Trump, Biden'ı Paris İklim Anlaşmasını desteklemekle suçlarken kendisinin bu anlaşmadan çekildiğini söyledi ve bu anlaşmayla ilgili olarak "Çin, atmosferi kirletirken ABD'li imalatçılar ezilecekti. Biden'dan Çin Komünist Partisi‘ne bir hediye daha" şeklinde konuştu.
Hong Kong'un durumu
Britanya, 1843'te kolonisi ilan ettiği Hong Kong'da egemenliği 1997'de yapılan bir anlaşmayla Çin'e devretmişti. "Tek ülke, iki sistem" prensibi üzerine kurulu anlaşma, elli yıllık bir süreçte Hong Kong'un bağımsız bir yargı sistemine, serbest piyasa ekonomisi, bağımsız yargı ve yerel parlamento gibi bazı özgürlük ve ayrıcalıklara sahip olmasını öngörüyordu. Özel statü, Hong Kong'un dünyanın önde gelen finans merkezlerinden biri haline gelmesini sağlamıştı.

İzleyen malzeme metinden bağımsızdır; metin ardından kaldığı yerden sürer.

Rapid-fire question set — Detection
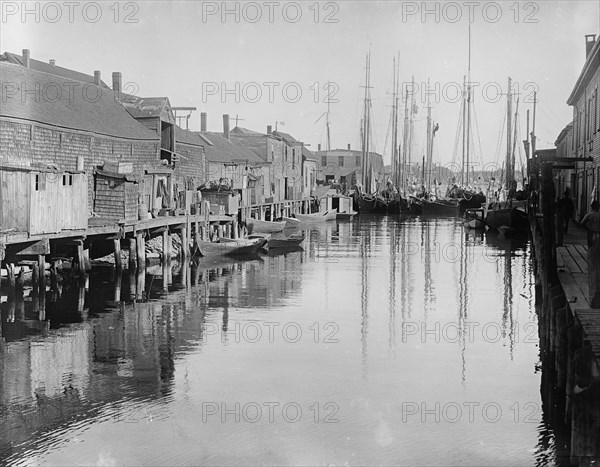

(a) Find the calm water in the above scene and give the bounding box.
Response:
[0,217,555,465]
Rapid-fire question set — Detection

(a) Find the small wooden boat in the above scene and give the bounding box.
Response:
[246,219,286,233]
[463,208,485,229]
[281,217,302,229]
[295,211,337,222]
[198,236,267,257]
[268,232,305,249]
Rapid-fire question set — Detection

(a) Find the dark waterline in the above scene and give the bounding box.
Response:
[0,216,557,465]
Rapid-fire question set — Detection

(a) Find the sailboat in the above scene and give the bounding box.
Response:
[421,85,458,216]
[485,77,528,236]
[354,52,378,212]
[446,25,486,212]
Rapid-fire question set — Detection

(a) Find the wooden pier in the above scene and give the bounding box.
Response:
[531,206,600,465]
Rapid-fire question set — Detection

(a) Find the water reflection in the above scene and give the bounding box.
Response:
[0,216,555,465]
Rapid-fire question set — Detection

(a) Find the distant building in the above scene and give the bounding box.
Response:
[315,145,385,188]
[230,125,302,202]
[0,50,161,221]
[559,35,600,218]
[197,112,273,206]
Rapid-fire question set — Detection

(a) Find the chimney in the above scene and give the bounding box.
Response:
[223,114,229,139]
[113,71,122,92]
[584,34,596,57]
[23,49,30,68]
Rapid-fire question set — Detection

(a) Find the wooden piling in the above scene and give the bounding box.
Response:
[135,232,146,269]
[129,238,136,271]
[179,225,189,260]
[113,238,123,270]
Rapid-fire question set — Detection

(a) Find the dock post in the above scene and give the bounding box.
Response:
[135,232,146,269]
[38,255,46,290]
[180,224,190,261]
[129,237,136,271]
[163,228,171,263]
[77,240,85,271]
[6,263,17,289]
[31,262,40,292]
[113,238,123,270]
[588,232,600,308]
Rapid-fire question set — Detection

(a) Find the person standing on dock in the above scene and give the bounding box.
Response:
[581,200,600,308]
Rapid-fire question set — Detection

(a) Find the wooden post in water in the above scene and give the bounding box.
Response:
[129,237,136,271]
[163,227,171,263]
[542,163,558,286]
[588,232,600,308]
[6,263,16,289]
[180,224,190,261]
[135,232,146,269]
[113,238,123,270]
[38,255,46,292]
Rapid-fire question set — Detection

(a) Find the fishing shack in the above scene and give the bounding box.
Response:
[0,165,88,235]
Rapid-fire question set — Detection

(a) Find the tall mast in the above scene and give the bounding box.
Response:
[460,76,467,186]
[505,77,512,190]
[426,79,433,191]
[465,23,471,185]
[402,88,410,189]
[392,52,403,187]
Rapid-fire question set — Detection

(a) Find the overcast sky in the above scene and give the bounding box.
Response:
[0,0,600,170]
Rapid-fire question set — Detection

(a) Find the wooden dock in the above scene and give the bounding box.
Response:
[531,216,600,465]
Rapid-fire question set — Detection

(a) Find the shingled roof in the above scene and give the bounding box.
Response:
[175,125,207,148]
[0,61,160,141]
[198,131,265,164]
[0,52,110,89]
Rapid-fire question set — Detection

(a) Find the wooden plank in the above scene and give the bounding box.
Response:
[11,238,50,256]
[556,246,581,272]
[567,245,588,273]
[558,271,590,310]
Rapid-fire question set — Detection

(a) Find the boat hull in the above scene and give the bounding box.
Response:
[295,211,337,223]
[247,219,286,233]
[198,237,267,258]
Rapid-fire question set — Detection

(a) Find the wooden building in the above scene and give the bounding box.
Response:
[0,51,162,223]
[0,165,88,235]
[567,34,600,219]
[198,113,273,206]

Ancak Çin‘in elli yıllık süre dolmadan Hong Kong'da "ayrılıkçı, hükümeti devirmeye yönelik hareketler, terörizm ve yabancı müdahale" gerekçe gösterilerek kabul ettiği Ulusal Güvenlik Yasası ile Hong Kong'un özel statüsünün ihlal edildiği savunuluyor.